I was going to discuss the material in the following article in Biography---Part 2 but decided instead that the subject needed its own article. This information is edited from an email that I wrote to a friend back in December 2006.
When I was a child, I was called Patricia. Some of my friends at school called me Pat. Family has always called me Patricia. When I left home at 19, I became Pat and stopped using Patricia.
Patricia was a shy, abused child, scared of everyone and everything. Patricia was afraid of attention and starved for it at the same time. Patricia blended in. Patricia never had any opinions of her own.
Pat was a young adult, making her own decisions, living her life the way she wanted to for the first time in her life. Nobody was ever going to abuse Pat or tell her what to do again. Pat walked away from the abuse. She didn't deal with the way it affected her life. She would pretend that her family and childhood were normal.
When my husband, children and I moved to Hot Springs, Arkansas in October 1988, I knew it was time to work on me. In January 1989, I picked up a newspaper and found my first Adult Children of Alcoholics (ACA) meeting and soon after started going to Al-Anon meetings as well, trying to understand my dad, my mom and myself. My dad and grandfather were both alcoholics. I worked on finding out who I was and what made me happy, angry, sad, and hurt for 10 years. The ACA group that taught me so much about alcohol and myself dissolved through lack of members a few years before I quit going to Al-Anon. I still called myself Pat instead of Patricia. I still had not reconnected with who Patricia was.
After I stopped going to Al-Anon meetings, I found a church and began to explore my relationship with God. As I looked at who my image of God was, I found myself on a whole other level. Through the Unity church and the friends that I made there, I began to remember the beliefs that I held as a child. I always knew that God was a part of who I was. Baptist and Assembly of God churches that I went to as a child, didn't tell me that. I just knew. Even during the abuse when I told myself that God had turned his back on me, in my heart, I knew that God was there enabling me to grow through and beyond the abuse.

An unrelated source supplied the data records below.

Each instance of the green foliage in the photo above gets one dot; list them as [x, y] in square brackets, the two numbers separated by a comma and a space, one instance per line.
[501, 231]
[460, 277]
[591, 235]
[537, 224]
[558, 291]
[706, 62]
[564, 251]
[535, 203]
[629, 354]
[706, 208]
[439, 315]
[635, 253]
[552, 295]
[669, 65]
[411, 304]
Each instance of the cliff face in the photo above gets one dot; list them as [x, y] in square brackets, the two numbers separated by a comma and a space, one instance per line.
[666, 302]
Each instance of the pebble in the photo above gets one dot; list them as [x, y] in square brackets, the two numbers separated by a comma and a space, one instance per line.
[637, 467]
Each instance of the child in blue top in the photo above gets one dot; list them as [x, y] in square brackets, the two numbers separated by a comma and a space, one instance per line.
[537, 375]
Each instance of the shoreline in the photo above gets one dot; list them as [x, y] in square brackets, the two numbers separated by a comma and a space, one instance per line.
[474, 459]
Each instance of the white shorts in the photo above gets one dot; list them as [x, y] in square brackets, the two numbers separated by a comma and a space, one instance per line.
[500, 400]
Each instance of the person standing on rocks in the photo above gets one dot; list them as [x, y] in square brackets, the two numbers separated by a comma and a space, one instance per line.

About 2 years ago, I decided it was time to become Patricia again. This Patricia is the whole me, childhood experiences and memories and also the adult Pat with all of her hard work, experiences and wisdom. I have discovered that there are still some people that I don't want to call me Patricia so sometimes I still introduce myself as Pat instead of Patricia. I think it is a sign of trust to allow certain people to call me Patricia. Some of my friends still call me Pat. I haven't insisted that they suddenly start calling me Patricia. I can't tell you exactly what shifted in me 2 years ago when I decided to be called Patricia again. It just felt right. So, please call me Patricia.